Die Erkenntnis erreicht meinen Gefallen. Ich lehne mich zurück. Der Rücken berührt das weiche Leder. Ich habe den Blick auf eine junge Frau mit asiatischen Wurzeln gerichtet, welche sich mit viel Eleganz um die Stange bewegt. Mal vollführt sie kleine Drehungen oder lässt sich vollständig zu Boden gleiten, sodass ihr recht kleiner Vorbau in den Vordergrund rückt. Ich achte nicht sonderlich darauf, eher setze ich mich mit dem speziellen Anfang, der sich in dem Zimmer angespielt hat, auseinander. Ich stelle mir weiterhin die Frage, ob ich nun richtig gehandelt habe oder nicht. Es spricht mehr für ersteres. Cessy hat mich, als ihr gesamter Körper in der anfänglichen Leidenschaft aufgegangen ist, gebeten, sie zu kontrollieren. Ich bin ihrer Bitte nachgegangen, indem ich ihr gesagt habe, dass sie erst einmal ihren eigenen Körper beherrschen muss.

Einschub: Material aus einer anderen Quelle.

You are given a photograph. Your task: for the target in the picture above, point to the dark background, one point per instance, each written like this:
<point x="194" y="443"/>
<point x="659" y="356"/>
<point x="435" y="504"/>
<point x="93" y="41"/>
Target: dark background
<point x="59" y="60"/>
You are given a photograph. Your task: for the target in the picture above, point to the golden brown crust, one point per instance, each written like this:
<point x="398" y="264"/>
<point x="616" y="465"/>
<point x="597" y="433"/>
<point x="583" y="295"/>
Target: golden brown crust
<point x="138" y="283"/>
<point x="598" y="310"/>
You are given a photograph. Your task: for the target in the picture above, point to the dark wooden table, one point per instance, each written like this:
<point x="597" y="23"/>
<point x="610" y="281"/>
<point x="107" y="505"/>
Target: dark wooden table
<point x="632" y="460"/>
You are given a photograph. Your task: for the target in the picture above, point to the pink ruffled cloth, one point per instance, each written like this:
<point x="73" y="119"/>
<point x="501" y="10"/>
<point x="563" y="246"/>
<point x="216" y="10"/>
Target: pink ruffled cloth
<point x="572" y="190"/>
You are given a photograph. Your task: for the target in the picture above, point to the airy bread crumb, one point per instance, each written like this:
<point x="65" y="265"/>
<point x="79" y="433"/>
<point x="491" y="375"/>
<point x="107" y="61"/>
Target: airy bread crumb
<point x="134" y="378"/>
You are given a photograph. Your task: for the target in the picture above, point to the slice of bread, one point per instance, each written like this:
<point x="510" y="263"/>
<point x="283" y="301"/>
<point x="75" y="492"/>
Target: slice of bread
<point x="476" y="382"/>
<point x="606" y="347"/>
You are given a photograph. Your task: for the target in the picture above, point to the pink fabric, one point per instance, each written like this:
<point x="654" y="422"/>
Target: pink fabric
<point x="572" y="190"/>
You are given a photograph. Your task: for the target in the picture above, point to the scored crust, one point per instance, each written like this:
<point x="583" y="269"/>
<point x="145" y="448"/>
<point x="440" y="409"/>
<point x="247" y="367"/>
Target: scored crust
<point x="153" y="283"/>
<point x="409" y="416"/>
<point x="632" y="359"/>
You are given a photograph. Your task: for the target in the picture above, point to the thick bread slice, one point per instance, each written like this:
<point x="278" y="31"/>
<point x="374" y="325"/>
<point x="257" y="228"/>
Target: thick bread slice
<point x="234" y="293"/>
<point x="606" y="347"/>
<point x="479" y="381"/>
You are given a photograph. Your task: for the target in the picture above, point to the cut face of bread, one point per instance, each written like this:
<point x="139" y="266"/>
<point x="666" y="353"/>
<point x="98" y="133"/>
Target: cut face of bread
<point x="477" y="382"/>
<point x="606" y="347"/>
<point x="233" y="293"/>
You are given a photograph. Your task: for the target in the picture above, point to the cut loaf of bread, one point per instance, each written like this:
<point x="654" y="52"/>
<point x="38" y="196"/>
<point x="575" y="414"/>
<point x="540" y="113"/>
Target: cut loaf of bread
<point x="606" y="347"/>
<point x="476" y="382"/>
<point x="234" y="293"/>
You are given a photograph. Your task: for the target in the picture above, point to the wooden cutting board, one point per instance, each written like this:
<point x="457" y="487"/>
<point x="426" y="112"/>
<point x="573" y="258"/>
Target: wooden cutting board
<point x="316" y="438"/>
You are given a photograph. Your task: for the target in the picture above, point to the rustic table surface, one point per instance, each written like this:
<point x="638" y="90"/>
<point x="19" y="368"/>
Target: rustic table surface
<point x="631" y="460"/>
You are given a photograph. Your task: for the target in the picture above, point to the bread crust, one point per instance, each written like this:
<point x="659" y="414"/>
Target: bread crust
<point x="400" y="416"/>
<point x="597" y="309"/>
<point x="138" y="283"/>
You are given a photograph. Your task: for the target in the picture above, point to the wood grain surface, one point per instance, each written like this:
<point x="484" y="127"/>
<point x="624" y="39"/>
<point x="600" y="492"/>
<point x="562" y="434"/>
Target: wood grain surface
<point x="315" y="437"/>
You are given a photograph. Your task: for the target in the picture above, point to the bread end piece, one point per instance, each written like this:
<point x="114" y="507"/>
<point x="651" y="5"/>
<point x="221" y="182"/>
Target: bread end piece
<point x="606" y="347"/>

„Doch, doch", rede ich leise zu mir und beuge mich nach vorne, um das Cocktailglas von dem Tisch zu nehmen. Eine rot gefärbte Flüssigkeit mit Erdbeeren, welche oberhalb des Getränks schwimmen. „Ich habe mich korrekt entschieden – Sie muss erst einmal diesen Schritt lernen. Ganz einfach." Ich führe das Glas zu meinen Lippen und nippe an der Flüssigkeit. Schwache Anzeichnen von Überraschung zeichnen sich in meinem Gesicht ab, und ich mustere das Glas. Das Getränk trägt sogar den Geschmack von Erdbeeren mit sich und bedeckt beinahe den des Alkohols. Er kann sich kaum durch die gefärbte Flüssigkeit drängen. Ich nehme einen nächsten Schluck zu mir, ehe ich das Glas zurückstelle und mich auf die Tänzerin konzentriere.

Irgendwie bin ich nicht dazu in Lage, mich auf die Show einzulassen. Ich offenbare ihr keine Emotionen, die ihr Tanz bei mir auslöst. Die Anspannung ist längst verschwunden, ich spüre, wie der Rausch nach und nach abklingt. Selbst der Puls hat endlich den Erfolg auf seiner Seite. Er hat sich verlangsamt.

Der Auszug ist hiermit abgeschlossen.